L’Europe s’apprête à vivre une reprise molle tandis qu’en Chine la croissance avoisinera 10 %. Ce pays sera-t-il le leader de l’économie mondiale ?
Il fait peu de doute que la Chine deviendra, en 2010, la deuxième puissance économique mondiale devant le Japon. Il y a un basculement du monde vers l’Asie, tant en termes économiques que démographiques. L’avenir n’est pas chez nous.

La physionomie de l’économie va donc changer ?

Au-delà de cette crise, nous assistons à une remise en cause profonde de la société de consommation. Le consommateur commence à prendre conscience de l’absurdité de ce modèle et des gaspillages qu’il engendre. La revente de cadeaux de Noël sur eBay en est une illustration anecdotique mais manifeste. L’idée de travailler plus, pour gagner plus, pour consommer plus est dépassée.
L’écologie et les préoccupations de la planète qui autrefois semblaient une fantaisie sont maintenant au coeur des préoccupations de tous et doivent nous guider. Si la Chine et l’Inde continuent sur le même rythme de croissance, d’ici quelques décennies, il faudra les ressources de quatre planètes pour soutenir la demande globale. Cela n’incite pas à chercher la décroissance mais à trouver un nouveau modèle d’expansion et une nouvelle manière de la mesurer.
Quel est l’avenir de notre finance, de notre industrie ?

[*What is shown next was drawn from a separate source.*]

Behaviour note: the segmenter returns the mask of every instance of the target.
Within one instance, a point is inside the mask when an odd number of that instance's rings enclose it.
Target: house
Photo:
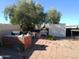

L’Industrie a toujours un avenir, elle représente et représentera toujours de l’ordre de 10 % à 15 % du PIB. Mais on va se tourner vers une industrie à plus forte valeur ajoutée vers des secteurs innovants, dans le domaine des énergies renouvelables et des nouveaux matériaux par exemple. Quant à la finance, la crise a montré ses travers mais aussi son caractère essentiel pour l’économie. Aujourd’hui, on essaie de la discipliner mais il faut se rappeler la phrase d’Isaac Newton, en 1720 lorsqu’il avait investi dans une entreprise, qui avait fait faillite : “Je sais mesurer le mouvement des corps, pas la folie des hommes.” En dépit des efforts, nous ne changerons pas grand-chose.